Surrender by Jennifer Acker (April 14)

Jennifer Acker’s Surrender is a tale of reinvention, baby goats, and grown up teenage love. After decades of city life, 47-year-old Lucy returns to her childhood home in rural Massachusetts to take over her father’s farm. Almost immediately, challenges arise: Lucy’s lack of experience is compounded by loss and the worsening health of her husband. Lucy finds a light at the end of the tunnel in the form of Sandy, her childhood companion-turned-more-than-a-friend, but Sandy’s presence at the farm also draws the attention of her employers, a solar energy company. Exploring grief, desire, and the second adolescence of middle age, Surrender is a must-read of 2026.

Harmless by Miranda Shulman (April 14)

Two years after the fact, Bea is still reeling from the death of her twin sister, Audrey. Where Bea is brusque, driven, and deeply lonely, Audrey was bright and extroverted, and her absence has become a ruling force. Now living in Brooklyn, Bea throws herself into an old dream she shared with Audrey: to start a dog kennel. When old friendships rekindle, desires spark, and the lingering weight of Audrey’s death threatens to sink Bea’s budding dream, she must come to terms not only with the loss, but with the secrets it has brought to the surface.

Fat Swim by Emma Copley Eisenberg (April 28)

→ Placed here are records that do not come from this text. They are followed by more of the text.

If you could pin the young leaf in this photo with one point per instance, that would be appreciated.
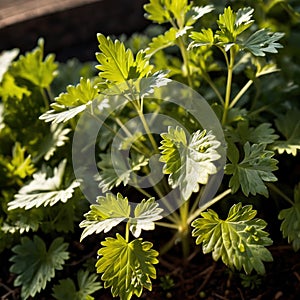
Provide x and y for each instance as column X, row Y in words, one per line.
column 44, row 190
column 19, row 165
column 109, row 177
column 189, row 163
column 250, row 174
column 162, row 41
column 263, row 41
column 6, row 58
column 289, row 126
column 145, row 214
column 35, row 265
column 71, row 103
column 109, row 212
column 127, row 267
column 262, row 134
column 87, row 285
column 239, row 240
column 290, row 225
column 118, row 64
column 33, row 68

It’s easy to see why the short story is Emma Copley Eisenberg’s first love, even as Fat Swim follows the author’s wildly successful debut novel and memoir. Eisenberg treats her characters with such tenderness, whether it’s young Alice at the pool (or grown-up Alice at camp), or Jules, the trans assistant to the famous elderly gay writer, or Mama, trying hard to migrate to her queer child’s elastic definition of love. Or, for that matter, any minor character that, in Eisenberg’s loving gaze, is celebrated in all their fulness. The collection resists the erasure of fat bodies in American letters, mostly by giving us all too rare portraits of pleasure and desire. Grace Paley is in these pages, as is summer, and ice cream, and Ray’s Birthday Bar, and refusing to be defined in binary terms.